One of the best-known characters was shunter and guard Bill Catchpole, of Northallerton, pictured in 1983 pointing a double-barrelled shotgun - which one assumes was empty at the time - at a brave D&S Times photographer on his retirement after 51 years' railway service. One of his pastimes was hunting for rabbits with his team of ferrets.
Bill's father and a brother also worked on the line, a family trend followed by the Weighells of Northallerton, the Gaythorpes at Leeming Bar and Harry Hartley, a retired track walker now living quietly at Romanby.
Stationmasters far removed from the Will Hay mould included Tom Plummer, Charles Yardley and Norman Darby, all symbols of the strict old school.
In 1962 Norman Darby helped to organise an emergency passenger train service after Wensleydale had been paralysed by snowstorms.
George Foster - who maintained another family tradition of railway employment - recalls how, as a lad porter at Hawes, he once protested that sheep could be roasted alive by stray cinders from a steam engine in unprecedented open wagons which had been brought in to meet an extraordinary and escalating demand for livestock transport. His comments were heeded and open wagons were withdrawn.
Elsewhere we have retired signalman Eric Irving recalling how, at Hawes, the practice of placing warning detonators on the line to see off newly-married couples once backfired.
The explosions startled a horse which was pulling a manure cart in a nearby field. The cart was wrecked as the horse bolted and the farmer claimed compensation.
Struggling to work through snowdrifts, trying to light fires in stone cold steam engines or shepherding Derby winners like Dante into his horse box at Leyburn were just part of the job for those who worked on the Wensleydale line.
Modern society may not recognise it, but such apparently mundane effort sprang from a simple sense of duty.
The book is the result of 18 months' work and Mr Eaton says: "As I went around interviewing people who worked on the line or had some connection with it I just got hooked.
"This was my first railway book but within a month I was wrapped up in it.

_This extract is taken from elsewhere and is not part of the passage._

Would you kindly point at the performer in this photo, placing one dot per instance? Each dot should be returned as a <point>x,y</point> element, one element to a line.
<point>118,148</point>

"The main problem was how to collate it all and there was so much material that I just could not get in."
Humour was never far from the surface, bringing us back to Will Hay, whose character seems forever bound up with a rural railway now long gone.
Chances are that his old stationmaster would have loved the current Wensleydale scene enjoying an apparent revival.
He has been dead for 54 years, but if his spirit is still around he is probably saying: "I've seen it all before... do you mind if I join you?"
A chorus of voices trying to develop transport for the future would probably reply: "Stay where you are. It was nice knowing you, but this is a serious business."
* Memories of the Wensleydale Railway (£12.95) is available from Ottakars in Northallerton and Darlington or from 50 Turker Lane, Northallerton DL6 1QA, postage and packing £1.50 extra.